So where do I begin? Do you ever find yourself searching for something and well it just never turns up? That's how it's been for me since well as long as I can remember.So all this while I've been hoping for Mr Darcy to fall from the sky when he was actually there and I was well as cliche as it sounds, too prejudiced to see it. Sometimes I really feel like kicking myself in the nuts, then I remember I have none. And to think I could have had this happiness the whole time rather than the doubts and emptiness hoping and wishing, waiting and wondering. I feel like such an idiot.
It was so random and unexpected that we actually went out. And after everything, I find myself asking why didnt I allow myself this sooner?

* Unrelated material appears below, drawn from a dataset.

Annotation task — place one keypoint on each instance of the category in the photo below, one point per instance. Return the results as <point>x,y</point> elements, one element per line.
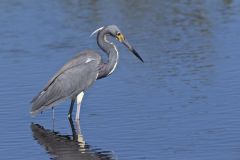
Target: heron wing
<point>74,77</point>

So this was what I was missing all along... It felt magical and I simple cant put it into words. Cause for the first time I actually felt like a princess. With the rain and the December air, everything was just hmmmn :)
But just when I actually found something, of course the universe has to come and interfere. This happens just when Im leaving in exactly 1 week. I was ready to go, packed my bags and all my supplies, and now... he's just the reason why I want to stay... How can I even go now? Why am I such a mess?? Oh if only I wasnt so dumb. This would be one of the things I want to change back in time.
Im scared I'd hurt leaving, then Im scared I'd hurt more when I come back if things are different. I just don't know. Why can't I have a little more of this? Just a little more for my fairytale 17 to end. I need a tissue now.